Mining magnate Nathan Tinkler is locked in a royalties battle with former business partner Matthew Higgins over payments from the coal tenement that first made them millionaires.
Tinkler and Higgins originally made their fortune by putting down a $1 million deposit on a neglected coal site at Middlemount in central Queensland, which was worth around $30 million at the time.
The pair then sold the asset a year later to Macarthur Coal for $65 million in cash and shares worth up to $210 million, Fairfax Media reports.
A royalty deal was also set up to deliver $1 for every tonne of coal mined to a new company called Oceltip, and it’s this agreement that’s now the subject of a legal battle.
According to Fairfax Media Higgins is seeking access to Oceltip’s records because he fears some of the royalty payments are being directed to Tinkler’s private companies.
Tinkler is also alleged to be looking to sell the royalty payment for a one-off sum that could be worth around $28 million.
In legal correspondence to the Tinkler camp Higgins’s solicitor, David Schwarz, said it appeared Tinkler had taken a sizeable chunk of funds out of Oceltip.

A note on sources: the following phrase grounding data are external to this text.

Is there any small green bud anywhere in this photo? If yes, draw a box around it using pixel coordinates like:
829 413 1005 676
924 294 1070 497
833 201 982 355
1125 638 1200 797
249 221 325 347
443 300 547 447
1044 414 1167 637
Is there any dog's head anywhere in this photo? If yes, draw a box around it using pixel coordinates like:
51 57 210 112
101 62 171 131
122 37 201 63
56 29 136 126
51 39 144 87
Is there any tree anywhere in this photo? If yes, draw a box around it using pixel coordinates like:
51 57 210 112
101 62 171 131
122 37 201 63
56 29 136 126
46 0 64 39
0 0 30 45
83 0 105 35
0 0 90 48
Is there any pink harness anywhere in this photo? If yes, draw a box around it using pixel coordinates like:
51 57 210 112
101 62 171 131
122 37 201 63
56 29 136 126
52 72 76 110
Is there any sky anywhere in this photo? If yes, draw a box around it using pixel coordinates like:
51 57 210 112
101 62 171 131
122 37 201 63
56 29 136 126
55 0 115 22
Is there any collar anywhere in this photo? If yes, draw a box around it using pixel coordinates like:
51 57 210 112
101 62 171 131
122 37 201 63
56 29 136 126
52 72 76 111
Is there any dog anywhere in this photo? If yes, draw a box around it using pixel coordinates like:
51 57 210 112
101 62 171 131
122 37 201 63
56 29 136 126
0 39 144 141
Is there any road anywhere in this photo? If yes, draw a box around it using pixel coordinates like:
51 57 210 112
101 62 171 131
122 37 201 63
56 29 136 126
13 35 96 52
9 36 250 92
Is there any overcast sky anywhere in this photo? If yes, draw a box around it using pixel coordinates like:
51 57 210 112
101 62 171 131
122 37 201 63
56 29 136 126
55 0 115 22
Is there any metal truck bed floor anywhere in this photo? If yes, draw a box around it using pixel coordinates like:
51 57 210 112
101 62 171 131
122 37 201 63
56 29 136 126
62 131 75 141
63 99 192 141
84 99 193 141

''It is evident from a review of the documents, so far produced by you, that a substantial portion of the royalty payments made to date by Middlemount Coal and Ribfield have been diverted from Oceltip, at your instigation or at the instigation of persons on your behalf,'' he said.
In response Tinkler’s right-hand man Troy Palmer said it was clear both men “do not respect each other” and did not want to continue to deal with each other in respect to Oceltip.
As the mining boom slows down and commodity prices soften, a number of Tinkler’s private companies are facing receivership or financial stress.
Earlier this month the magnate had his private jet and helicopter seized, and yesterday the Australian Tax Office took charge of efforts to wind up Tinkler’s Aston Copper and Queens St Capital.